Видно, слишком далеком,
иначе б он не думал, что был таким всегда,
и в детстве тоже: ведь ему легче вспомнить
запах мокрого пиона, прикоснувшегося к колену,
чем лицо своей юной матери
в саду, где рябина обрызгала аллею
алыми пятнами.
Теперь он даже и не ходит
в дальний конец сада.
* * *
Так бегун, уже выбившись из сил, следующему
передает светлую деревянную палочку, —
но что отдаст моя рука? есть ли в ней ветвь,
которая позже расцветет или запылает?
* * *
Неужели я сумел это увидеть: кисть заката
на шероховатом холсте земли,
золотое масло вечера на лугах и рощах?
Впрочем, это напоминало
лампу на столе, где лежит хлеб.
* * *
Теперь, когда ноги подкосились, вспомни,
найди в этом тумане ослабевшими руками
и возьми, чтобы подстелить страданью,
хоть немного соломы в морщинистую ладонь,
может быть, она засветится в твоей горсти,
словно вода времени.
* * *
День, чуть ярче окрасивший камни, чуть удлинившийся,
можешь ли ты спасти мое сердце?
Солнце, забывшее робость, солнце, идущее в рост,
спаяй его своим оловом.
Свет, встающий сводом, приподнимающий мрак,
свет, стряхнувший с плеч зимнюю стужу,
я искал одного — понимать тебя, быть верным тебе.

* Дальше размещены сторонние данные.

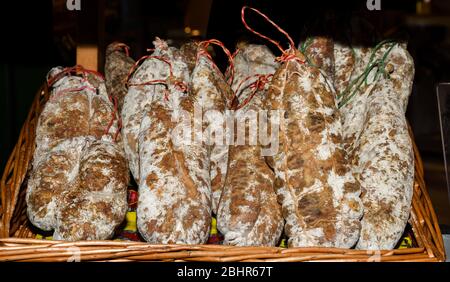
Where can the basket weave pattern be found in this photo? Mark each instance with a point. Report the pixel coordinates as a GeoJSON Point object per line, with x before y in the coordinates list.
{"type": "Point", "coordinates": [17, 241]}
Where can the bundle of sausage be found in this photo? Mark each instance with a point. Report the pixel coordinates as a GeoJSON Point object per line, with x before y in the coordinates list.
{"type": "Point", "coordinates": [78, 183]}
{"type": "Point", "coordinates": [248, 210]}
{"type": "Point", "coordinates": [175, 166]}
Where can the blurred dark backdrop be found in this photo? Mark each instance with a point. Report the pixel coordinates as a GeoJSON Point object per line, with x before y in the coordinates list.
{"type": "Point", "coordinates": [40, 34]}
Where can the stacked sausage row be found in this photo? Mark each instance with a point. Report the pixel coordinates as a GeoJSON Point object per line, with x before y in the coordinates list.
{"type": "Point", "coordinates": [341, 175]}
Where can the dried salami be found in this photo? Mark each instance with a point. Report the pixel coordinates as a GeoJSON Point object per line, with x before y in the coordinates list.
{"type": "Point", "coordinates": [385, 162]}
{"type": "Point", "coordinates": [314, 182]}
{"type": "Point", "coordinates": [117, 65]}
{"type": "Point", "coordinates": [174, 190]}
{"type": "Point", "coordinates": [248, 213]}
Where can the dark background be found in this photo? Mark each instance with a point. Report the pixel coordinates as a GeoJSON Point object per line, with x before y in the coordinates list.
{"type": "Point", "coordinates": [37, 35]}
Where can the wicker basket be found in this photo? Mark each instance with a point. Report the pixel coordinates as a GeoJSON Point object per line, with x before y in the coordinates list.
{"type": "Point", "coordinates": [17, 241]}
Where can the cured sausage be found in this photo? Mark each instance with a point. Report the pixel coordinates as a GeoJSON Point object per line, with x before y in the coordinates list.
{"type": "Point", "coordinates": [248, 213]}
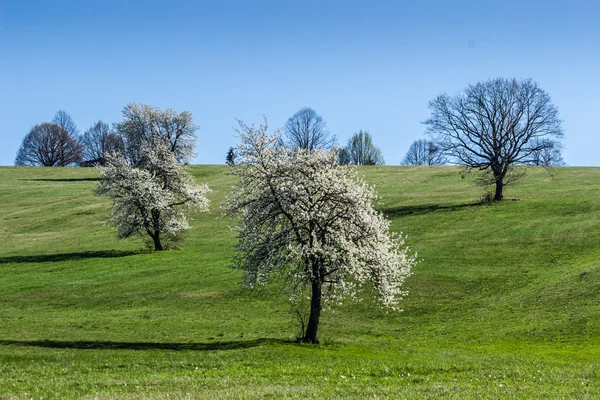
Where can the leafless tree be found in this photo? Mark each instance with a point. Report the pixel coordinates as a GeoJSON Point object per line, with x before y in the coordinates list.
{"type": "Point", "coordinates": [549, 154]}
{"type": "Point", "coordinates": [360, 150]}
{"type": "Point", "coordinates": [64, 120]}
{"type": "Point", "coordinates": [148, 125]}
{"type": "Point", "coordinates": [97, 141]}
{"type": "Point", "coordinates": [494, 125]}
{"type": "Point", "coordinates": [307, 130]}
{"type": "Point", "coordinates": [48, 145]}
{"type": "Point", "coordinates": [424, 152]}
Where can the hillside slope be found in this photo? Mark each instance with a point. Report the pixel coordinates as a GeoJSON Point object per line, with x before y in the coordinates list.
{"type": "Point", "coordinates": [503, 304]}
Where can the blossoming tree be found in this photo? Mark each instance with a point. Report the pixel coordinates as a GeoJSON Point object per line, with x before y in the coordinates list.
{"type": "Point", "coordinates": [310, 220]}
{"type": "Point", "coordinates": [154, 199]}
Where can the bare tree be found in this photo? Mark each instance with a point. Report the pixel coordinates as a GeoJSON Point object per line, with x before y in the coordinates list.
{"type": "Point", "coordinates": [549, 154]}
{"type": "Point", "coordinates": [494, 125]}
{"type": "Point", "coordinates": [360, 150]}
{"type": "Point", "coordinates": [424, 152]}
{"type": "Point", "coordinates": [98, 141]}
{"type": "Point", "coordinates": [144, 124]}
{"type": "Point", "coordinates": [48, 145]}
{"type": "Point", "coordinates": [64, 120]}
{"type": "Point", "coordinates": [307, 130]}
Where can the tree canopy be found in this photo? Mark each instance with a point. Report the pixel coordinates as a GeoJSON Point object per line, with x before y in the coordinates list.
{"type": "Point", "coordinates": [153, 199]}
{"type": "Point", "coordinates": [309, 220]}
{"type": "Point", "coordinates": [360, 150]}
{"type": "Point", "coordinates": [494, 125]}
{"type": "Point", "coordinates": [307, 130]}
{"type": "Point", "coordinates": [144, 124]}
{"type": "Point", "coordinates": [48, 145]}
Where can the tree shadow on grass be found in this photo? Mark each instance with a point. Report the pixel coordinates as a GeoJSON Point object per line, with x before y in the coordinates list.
{"type": "Point", "coordinates": [107, 345]}
{"type": "Point", "coordinates": [68, 256]}
{"type": "Point", "coordinates": [405, 211]}
{"type": "Point", "coordinates": [63, 179]}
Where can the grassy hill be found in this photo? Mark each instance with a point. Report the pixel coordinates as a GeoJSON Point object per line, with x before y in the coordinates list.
{"type": "Point", "coordinates": [505, 302]}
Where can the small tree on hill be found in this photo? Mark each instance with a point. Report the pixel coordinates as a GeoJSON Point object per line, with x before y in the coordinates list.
{"type": "Point", "coordinates": [155, 199]}
{"type": "Point", "coordinates": [98, 141]}
{"type": "Point", "coordinates": [48, 145]}
{"type": "Point", "coordinates": [307, 130]}
{"type": "Point", "coordinates": [147, 125]}
{"type": "Point", "coordinates": [495, 125]}
{"type": "Point", "coordinates": [424, 152]}
{"type": "Point", "coordinates": [360, 150]}
{"type": "Point", "coordinates": [230, 157]}
{"type": "Point", "coordinates": [310, 221]}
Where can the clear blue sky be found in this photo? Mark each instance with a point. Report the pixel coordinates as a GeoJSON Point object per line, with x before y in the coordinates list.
{"type": "Point", "coordinates": [371, 65]}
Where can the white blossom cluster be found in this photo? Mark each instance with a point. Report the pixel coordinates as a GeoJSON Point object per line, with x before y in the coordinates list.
{"type": "Point", "coordinates": [146, 124]}
{"type": "Point", "coordinates": [311, 220]}
{"type": "Point", "coordinates": [155, 199]}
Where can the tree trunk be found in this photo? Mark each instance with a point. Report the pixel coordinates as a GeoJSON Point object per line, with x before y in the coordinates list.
{"type": "Point", "coordinates": [315, 313]}
{"type": "Point", "coordinates": [499, 186]}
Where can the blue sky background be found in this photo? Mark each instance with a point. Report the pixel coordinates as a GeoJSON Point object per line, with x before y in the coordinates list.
{"type": "Point", "coordinates": [371, 65]}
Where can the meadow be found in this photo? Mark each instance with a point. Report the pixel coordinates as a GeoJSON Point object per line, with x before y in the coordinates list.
{"type": "Point", "coordinates": [503, 304]}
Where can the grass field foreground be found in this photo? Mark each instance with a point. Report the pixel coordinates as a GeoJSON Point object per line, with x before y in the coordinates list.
{"type": "Point", "coordinates": [503, 304]}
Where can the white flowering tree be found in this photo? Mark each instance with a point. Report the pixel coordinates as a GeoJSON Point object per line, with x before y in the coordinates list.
{"type": "Point", "coordinates": [155, 199]}
{"type": "Point", "coordinates": [310, 221]}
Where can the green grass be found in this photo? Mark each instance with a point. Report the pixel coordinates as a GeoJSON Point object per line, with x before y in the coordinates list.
{"type": "Point", "coordinates": [503, 304]}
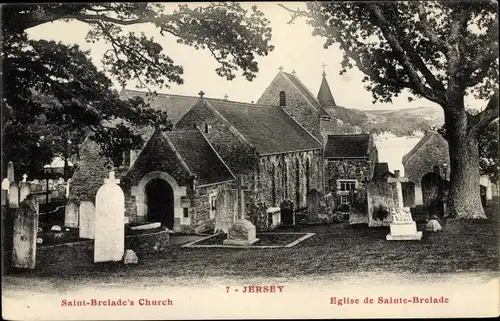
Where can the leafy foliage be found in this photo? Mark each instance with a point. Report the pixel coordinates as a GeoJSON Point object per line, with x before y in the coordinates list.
{"type": "Point", "coordinates": [56, 85]}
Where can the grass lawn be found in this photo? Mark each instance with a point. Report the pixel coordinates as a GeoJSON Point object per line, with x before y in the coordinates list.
{"type": "Point", "coordinates": [464, 246]}
{"type": "Point", "coordinates": [265, 239]}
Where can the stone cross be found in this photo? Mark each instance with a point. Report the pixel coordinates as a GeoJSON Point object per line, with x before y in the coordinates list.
{"type": "Point", "coordinates": [241, 188]}
{"type": "Point", "coordinates": [111, 179]}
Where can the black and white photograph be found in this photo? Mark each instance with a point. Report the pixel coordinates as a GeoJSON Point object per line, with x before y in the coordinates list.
{"type": "Point", "coordinates": [250, 160]}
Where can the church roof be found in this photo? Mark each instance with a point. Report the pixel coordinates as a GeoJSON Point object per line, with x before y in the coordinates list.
{"type": "Point", "coordinates": [199, 156]}
{"type": "Point", "coordinates": [184, 155]}
{"type": "Point", "coordinates": [175, 105]}
{"type": "Point", "coordinates": [307, 94]}
{"type": "Point", "coordinates": [347, 146]}
{"type": "Point", "coordinates": [429, 136]}
{"type": "Point", "coordinates": [269, 129]}
{"type": "Point", "coordinates": [325, 96]}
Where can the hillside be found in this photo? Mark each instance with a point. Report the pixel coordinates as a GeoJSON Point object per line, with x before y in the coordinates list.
{"type": "Point", "coordinates": [400, 122]}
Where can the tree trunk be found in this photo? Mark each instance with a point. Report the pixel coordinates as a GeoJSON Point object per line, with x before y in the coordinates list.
{"type": "Point", "coordinates": [464, 199]}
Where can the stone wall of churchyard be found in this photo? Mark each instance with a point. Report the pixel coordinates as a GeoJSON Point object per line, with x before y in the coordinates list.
{"type": "Point", "coordinates": [348, 168]}
{"type": "Point", "coordinates": [277, 179]}
{"type": "Point", "coordinates": [239, 156]}
{"type": "Point", "coordinates": [89, 176]}
{"type": "Point", "coordinates": [296, 104]}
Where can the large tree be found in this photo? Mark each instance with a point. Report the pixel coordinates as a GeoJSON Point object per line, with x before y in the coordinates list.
{"type": "Point", "coordinates": [53, 90]}
{"type": "Point", "coordinates": [439, 50]}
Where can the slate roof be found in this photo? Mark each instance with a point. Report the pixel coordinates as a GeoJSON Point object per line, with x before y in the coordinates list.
{"type": "Point", "coordinates": [268, 128]}
{"type": "Point", "coordinates": [175, 105]}
{"type": "Point", "coordinates": [307, 94]}
{"type": "Point", "coordinates": [325, 97]}
{"type": "Point", "coordinates": [380, 170]}
{"type": "Point", "coordinates": [347, 146]}
{"type": "Point", "coordinates": [199, 156]}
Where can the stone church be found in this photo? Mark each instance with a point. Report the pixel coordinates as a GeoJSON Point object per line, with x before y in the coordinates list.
{"type": "Point", "coordinates": [223, 154]}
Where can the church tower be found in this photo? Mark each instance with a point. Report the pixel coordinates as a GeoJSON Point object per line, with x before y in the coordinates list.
{"type": "Point", "coordinates": [325, 96]}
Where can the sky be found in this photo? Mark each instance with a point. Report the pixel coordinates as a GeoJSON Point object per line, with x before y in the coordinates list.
{"type": "Point", "coordinates": [295, 50]}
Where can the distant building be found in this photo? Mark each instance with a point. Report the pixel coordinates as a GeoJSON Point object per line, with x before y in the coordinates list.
{"type": "Point", "coordinates": [349, 161]}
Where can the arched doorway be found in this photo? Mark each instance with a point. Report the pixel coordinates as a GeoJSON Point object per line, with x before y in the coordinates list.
{"type": "Point", "coordinates": [160, 202]}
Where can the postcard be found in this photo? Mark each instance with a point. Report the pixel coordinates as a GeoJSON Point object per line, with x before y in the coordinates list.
{"type": "Point", "coordinates": [250, 160]}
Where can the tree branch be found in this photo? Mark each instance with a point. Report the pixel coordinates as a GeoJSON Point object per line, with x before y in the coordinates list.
{"type": "Point", "coordinates": [489, 114]}
{"type": "Point", "coordinates": [426, 29]}
{"type": "Point", "coordinates": [402, 57]}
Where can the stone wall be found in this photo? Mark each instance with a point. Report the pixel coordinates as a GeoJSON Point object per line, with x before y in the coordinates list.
{"type": "Point", "coordinates": [283, 167]}
{"type": "Point", "coordinates": [350, 168]}
{"type": "Point", "coordinates": [296, 103]}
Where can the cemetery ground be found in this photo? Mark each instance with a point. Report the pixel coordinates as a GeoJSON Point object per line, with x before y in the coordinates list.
{"type": "Point", "coordinates": [335, 250]}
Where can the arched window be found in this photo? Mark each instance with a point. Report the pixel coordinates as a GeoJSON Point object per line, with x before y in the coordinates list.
{"type": "Point", "coordinates": [273, 183]}
{"type": "Point", "coordinates": [297, 183]}
{"type": "Point", "coordinates": [282, 99]}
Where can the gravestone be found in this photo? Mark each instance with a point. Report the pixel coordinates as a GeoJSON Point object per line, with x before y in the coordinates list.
{"type": "Point", "coordinates": [13, 195]}
{"type": "Point", "coordinates": [5, 191]}
{"type": "Point", "coordinates": [25, 191]}
{"type": "Point", "coordinates": [71, 215]}
{"type": "Point", "coordinates": [87, 220]}
{"type": "Point", "coordinates": [109, 241]}
{"type": "Point", "coordinates": [403, 227]}
{"type": "Point", "coordinates": [130, 257]}
{"type": "Point", "coordinates": [25, 229]}
{"type": "Point", "coordinates": [242, 232]}
{"type": "Point", "coordinates": [10, 172]}
{"type": "Point", "coordinates": [433, 193]}
{"type": "Point", "coordinates": [381, 197]}
{"type": "Point", "coordinates": [313, 199]}
{"type": "Point", "coordinates": [408, 194]}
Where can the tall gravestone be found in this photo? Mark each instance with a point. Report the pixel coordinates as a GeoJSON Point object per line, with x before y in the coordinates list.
{"type": "Point", "coordinates": [109, 242]}
{"type": "Point", "coordinates": [13, 195]}
{"type": "Point", "coordinates": [25, 229]}
{"type": "Point", "coordinates": [71, 215]}
{"type": "Point", "coordinates": [10, 172]}
{"type": "Point", "coordinates": [313, 199]}
{"type": "Point", "coordinates": [408, 194]}
{"type": "Point", "coordinates": [25, 190]}
{"type": "Point", "coordinates": [432, 193]}
{"type": "Point", "coordinates": [5, 191]}
{"type": "Point", "coordinates": [87, 220]}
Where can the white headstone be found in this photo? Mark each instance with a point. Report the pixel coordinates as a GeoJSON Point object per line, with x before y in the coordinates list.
{"type": "Point", "coordinates": [71, 215]}
{"type": "Point", "coordinates": [109, 243]}
{"type": "Point", "coordinates": [13, 195]}
{"type": "Point", "coordinates": [5, 184]}
{"type": "Point", "coordinates": [87, 220]}
{"type": "Point", "coordinates": [25, 191]}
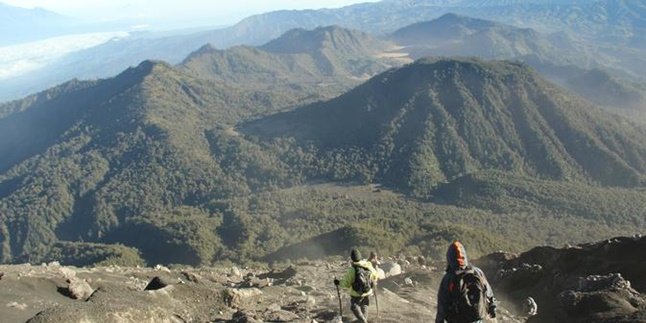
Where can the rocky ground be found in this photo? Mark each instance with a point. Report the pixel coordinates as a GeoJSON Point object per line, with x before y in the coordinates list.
{"type": "Point", "coordinates": [559, 280]}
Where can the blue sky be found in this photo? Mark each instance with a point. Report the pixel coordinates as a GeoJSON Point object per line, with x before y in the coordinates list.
{"type": "Point", "coordinates": [224, 12]}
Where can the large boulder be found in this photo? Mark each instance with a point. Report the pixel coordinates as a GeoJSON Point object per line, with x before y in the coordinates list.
{"type": "Point", "coordinates": [241, 298]}
{"type": "Point", "coordinates": [391, 269]}
{"type": "Point", "coordinates": [79, 288]}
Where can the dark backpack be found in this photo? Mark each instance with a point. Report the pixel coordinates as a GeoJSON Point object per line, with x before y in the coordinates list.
{"type": "Point", "coordinates": [468, 301]}
{"type": "Point", "coordinates": [362, 282]}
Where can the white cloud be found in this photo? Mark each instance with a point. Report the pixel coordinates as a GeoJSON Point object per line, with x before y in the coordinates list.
{"type": "Point", "coordinates": [173, 9]}
{"type": "Point", "coordinates": [16, 60]}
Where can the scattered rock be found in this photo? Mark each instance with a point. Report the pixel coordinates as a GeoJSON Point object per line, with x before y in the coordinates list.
{"type": "Point", "coordinates": [310, 302]}
{"type": "Point", "coordinates": [192, 277]}
{"type": "Point", "coordinates": [238, 298]}
{"type": "Point", "coordinates": [381, 274]}
{"type": "Point", "coordinates": [597, 282]}
{"type": "Point", "coordinates": [235, 272]}
{"type": "Point", "coordinates": [54, 264]}
{"type": "Point", "coordinates": [16, 305]}
{"type": "Point", "coordinates": [162, 268]}
{"type": "Point", "coordinates": [244, 317]}
{"type": "Point", "coordinates": [408, 281]}
{"type": "Point", "coordinates": [67, 273]}
{"type": "Point", "coordinates": [279, 316]}
{"type": "Point", "coordinates": [421, 261]}
{"type": "Point", "coordinates": [157, 283]}
{"type": "Point", "coordinates": [530, 308]}
{"type": "Point", "coordinates": [79, 288]}
{"type": "Point", "coordinates": [391, 269]}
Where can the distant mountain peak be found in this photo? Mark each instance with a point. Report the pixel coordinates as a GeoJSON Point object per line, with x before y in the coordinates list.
{"type": "Point", "coordinates": [335, 38]}
{"type": "Point", "coordinates": [439, 118]}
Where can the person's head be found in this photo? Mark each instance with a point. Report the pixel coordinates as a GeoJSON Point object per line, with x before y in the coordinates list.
{"type": "Point", "coordinates": [355, 255]}
{"type": "Point", "coordinates": [456, 256]}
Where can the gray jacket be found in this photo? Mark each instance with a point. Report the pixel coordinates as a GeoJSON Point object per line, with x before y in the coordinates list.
{"type": "Point", "coordinates": [456, 258]}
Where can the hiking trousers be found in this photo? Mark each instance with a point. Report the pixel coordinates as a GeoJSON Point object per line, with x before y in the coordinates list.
{"type": "Point", "coordinates": [359, 307]}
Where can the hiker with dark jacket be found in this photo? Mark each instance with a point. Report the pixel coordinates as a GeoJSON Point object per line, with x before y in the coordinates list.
{"type": "Point", "coordinates": [360, 279]}
{"type": "Point", "coordinates": [465, 295]}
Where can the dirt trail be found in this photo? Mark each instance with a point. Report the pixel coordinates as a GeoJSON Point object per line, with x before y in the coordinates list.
{"type": "Point", "coordinates": [301, 293]}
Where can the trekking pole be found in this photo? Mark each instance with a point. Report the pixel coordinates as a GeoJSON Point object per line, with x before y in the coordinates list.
{"type": "Point", "coordinates": [338, 293]}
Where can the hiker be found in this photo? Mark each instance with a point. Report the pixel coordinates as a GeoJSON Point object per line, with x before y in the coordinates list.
{"type": "Point", "coordinates": [374, 260]}
{"type": "Point", "coordinates": [465, 295]}
{"type": "Point", "coordinates": [360, 279]}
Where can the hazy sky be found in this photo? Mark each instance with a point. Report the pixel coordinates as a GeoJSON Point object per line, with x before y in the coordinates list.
{"type": "Point", "coordinates": [175, 10]}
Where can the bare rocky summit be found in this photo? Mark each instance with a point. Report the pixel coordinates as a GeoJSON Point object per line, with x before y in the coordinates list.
{"type": "Point", "coordinates": [596, 282]}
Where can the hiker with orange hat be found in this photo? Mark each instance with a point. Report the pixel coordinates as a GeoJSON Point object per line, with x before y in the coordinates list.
{"type": "Point", "coordinates": [465, 295]}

Настал февраль, и ты распрямляешься мало-помалу,
медленно, словно борец, брошенный наземь,
но теперь берущий верх, —
подними и меня на своих плечах,
промой мне глаза, развей этот сон,
оторви меня от земли, чтобы я малодушно
прежде времени не забивал ею рот.
Я теперь могу говорить лишь обрывками,
похожими на камни, которые собираешь
вместе с приросшей к ним тенью,
спотыкаясь о них… разметанными
так, как никогда не раскатятся камни.
* * *
Но быть может, мы в силах каждый день чинить
рваную сеть — ячея за ячеей, —
как если бы там, высоко-высоко,
мы сшивали, звезда за звездою, ночь…
* * *
(Молитва умирающих: жужжанье
черных пчел, достающих свой взяток
из самой сердцевины исчезнувших цветов,
чтобы сделать мед, какого мы
не пробовали никогда.
Как будто доносится пение монахов,
живущих на крыше мира
в храмах, которые подобны крепостям
и стоят на пути неведомых ветров,
вбирая, как раковины, их яростный гул.
Грохочет монастырский гонг,
или, может быть, расседается ледник…
Сами же их голоса сильнее
и ниже любого из тех, что мы слыхали, —
словно жуют свою псалтырь быки,
которых впрягли по нескольку в упряжку,
чтоб они, не отдыхая, могли распахать
отверделое поле вечности.
Ровно ли они вели борозду,
от рассвета и до заката
волоча свой плуг, где лемехом — ледник?
Их голоса, соразмерные горам,
всегда ли соблюдали эту меру?
Мы слышим их теперь издалека,
мы, заики, с голосами сорванными,
развеянными, как солома при дуновении ветра.)
* * *
В горах, в неподвижном воздухе дня
и в молоке света,
залившем ветви еще голого орешника,
после долгой тишины
журчанье воды,
на какой-то миг вышедшей к тропе, —
воды, которую уже слышат
эти сверкающие почки,
эти стеклышки, блестящие в пыли, —
ее чистый и слабый голосок
испуганной синицы.
* * *
Сегодня утром в тумане плыло круглое зеркало,
серебрящийся диск, готовый стать золотым,
стоило лишь вглядеться, чтобы увидеть в том диске лицо
женщины, нежно с него смывающей
следы ночной темноты…
* * *
И хотя день еще сер,
везде, как языки бледного огня, струятся
свежие побеги лип…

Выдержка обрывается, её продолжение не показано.